Hydrogen Sulfide Inhibits Rotenone-Induced Apoptosis via Preservation of Mitochondrial Function

Hydrogen sulfide (H2S) has been proposed as a novel neuro-modulator, which plays critical roles in the central nervous system affecting both neurons and glial cells. However, its relationship with neurodegenerative diseases is unexplored. The present study was undertaken to investigate the effects of H2S on cell injury induced by rotenone, a commonly used toxin in establishing in vivo and in vitro Parkinson's disease (PD) models, in human-derived dopaminergic neuroblastoma cell line (SH-SY5Y). We report here that sodium hydrosulfide (NaHS), an H2S donor, concentration-dependently suppressed rotenone-induced cellular injury and apoptotic cell death. NaHS also prevented rotenone-induced p38- and c-Jun NH2-terminal kinase (JNK)-mitogen-activated protein kinase (MAPK) phosphorylation and rotenone-mediated changes in Bcl-2/Bax levels, mitochondrial membrane potential (Delta Psi(m)) dissipation, cytochrome c release, caspase-9/3 activation and poly(ADP-ribose) polymerase cleavage.
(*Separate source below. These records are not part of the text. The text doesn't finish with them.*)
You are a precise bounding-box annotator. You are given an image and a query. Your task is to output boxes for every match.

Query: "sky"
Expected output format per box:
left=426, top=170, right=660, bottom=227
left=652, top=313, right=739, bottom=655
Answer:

Furthermore, 5-hydroxydecanoate, a selective blocker of mitochondrial ATP-sensitive potassium (mitoK(ATP)) channel, attenuated the protective effects of NaHS against rotenone-induced-cell apoptosis. Thus, we demonstrated for the first time that H2S inhibited rotenone-induced cell apoptosis via regulation of mitoK(ATP) channel/ p38- and JNK-MAPK pathway. Our data suggest that H2S may have potential therapeutic value for neurodegenerative diseases, such as PD.